Inevitably additional costs will have to be passed on to clients which will certainly not be popular as audit is frequently seen as a compliance exercise rather than adding value. Nevertheless, it is unlikely that the Big Four will face much competition – in audit at least. The requirements of larger listed companies are such that smaller firms are not equipped to service them and the “blue-chip” reputation of the Big Four is still favoured by most audit committees and other stakeholders. The FTSE 250 will have little scope to go elsewhere.
The future of non-audit services
However it is a different story for the other services. Separation will increase competition in the market but could also trigger wider changes. Service lines put up for sale could be attractive to a range of buyers – a management team, private equity firms, large corporates or international acquirers. Not all staff will be happy with the changes and no doubt some will seek new options and even set up their own operation.
Therefore a shake-up could result in the creation of more start-ups at the bottom of the market, larger specialist firms and the introduction of new business models. The landscape could soon look very different. Of course, there will always be a place for the big four, with their depth of expertise and their international networks, but there will be greater competition and a wider choice for clients.
New career horizons
Traditionally career options within accountancy have been more limited than in other sectors. The Big Four have long attracted the top talent who then work diligently to achieve partner status. However limitations on partner numbers are restricting opportunities for progression, while the long hours culture allows little flexibility. In particular the bigger firms struggle to retain women, who now account for over half of new graduate intakes.
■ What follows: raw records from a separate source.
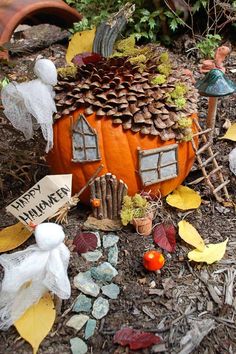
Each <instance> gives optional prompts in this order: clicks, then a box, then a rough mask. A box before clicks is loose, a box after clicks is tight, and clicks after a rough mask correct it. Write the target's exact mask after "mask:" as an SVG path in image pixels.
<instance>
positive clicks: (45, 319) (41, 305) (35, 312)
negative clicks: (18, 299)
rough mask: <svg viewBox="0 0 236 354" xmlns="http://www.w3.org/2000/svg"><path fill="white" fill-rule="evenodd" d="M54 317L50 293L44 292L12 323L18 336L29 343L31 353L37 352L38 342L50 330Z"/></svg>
mask: <svg viewBox="0 0 236 354" xmlns="http://www.w3.org/2000/svg"><path fill="white" fill-rule="evenodd" d="M55 318H56V311H55V309H54V303H53V300H52V298H51V295H50V294H46V295H44V296H43V297H42V298H41V299H40V300H39V302H38V303H37V304H35V305H32V306H31V307H30V308H29V309H28V310H27V311H26V312H25V313H24V314H23V315H22V316H21V317H20V318H19V319H18V320H17V321H16V322H15V323H14V326H15V327H16V329H17V331H18V332H19V334H20V336H21V337H22V338H23V339H25V340H26V341H27V342H29V343H30V344H31V346H32V348H33V354H36V353H37V351H38V348H39V345H40V343H41V342H42V341H43V339H44V338H45V337H46V336H47V335H48V333H49V332H50V330H51V328H52V326H53V323H54V321H55Z"/></svg>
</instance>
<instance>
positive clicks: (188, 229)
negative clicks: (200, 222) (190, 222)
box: [178, 220, 205, 252]
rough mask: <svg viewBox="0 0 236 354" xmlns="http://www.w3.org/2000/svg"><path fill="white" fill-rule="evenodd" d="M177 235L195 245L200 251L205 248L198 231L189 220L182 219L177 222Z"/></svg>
mask: <svg viewBox="0 0 236 354" xmlns="http://www.w3.org/2000/svg"><path fill="white" fill-rule="evenodd" d="M178 226H179V236H180V237H181V238H182V239H183V240H184V241H185V242H187V243H189V244H190V245H192V246H194V247H196V248H197V249H198V250H199V251H200V252H202V251H203V250H204V248H205V243H204V241H203V239H202V238H201V236H200V235H199V233H198V231H197V230H196V229H195V227H193V225H191V224H190V223H189V222H187V221H185V220H182V221H180V222H179V223H178Z"/></svg>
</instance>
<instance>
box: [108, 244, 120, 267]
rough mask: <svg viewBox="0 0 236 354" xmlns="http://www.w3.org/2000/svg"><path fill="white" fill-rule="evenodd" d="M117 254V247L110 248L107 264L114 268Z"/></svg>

The fact is that candidates have changed. Recruiters report that they are becoming more entrepreneurial and seeking greater autonomy and flexibility, while younger workers are more values-based. No doubt the Covid-19 pandemic will have exacerbated this trend, by creating a shift to home working and encouraging many professionals to rethink their career goals. Firms with alternative business models such as Dow Schofield Watts can readily tap into this talent pool by offering them a different vision.
Ultimately the changes will reshape the accounting landscape and disrupt the existing models, but they will also open up new horizons for professionals by offering them a wider range of options and greater control over their career.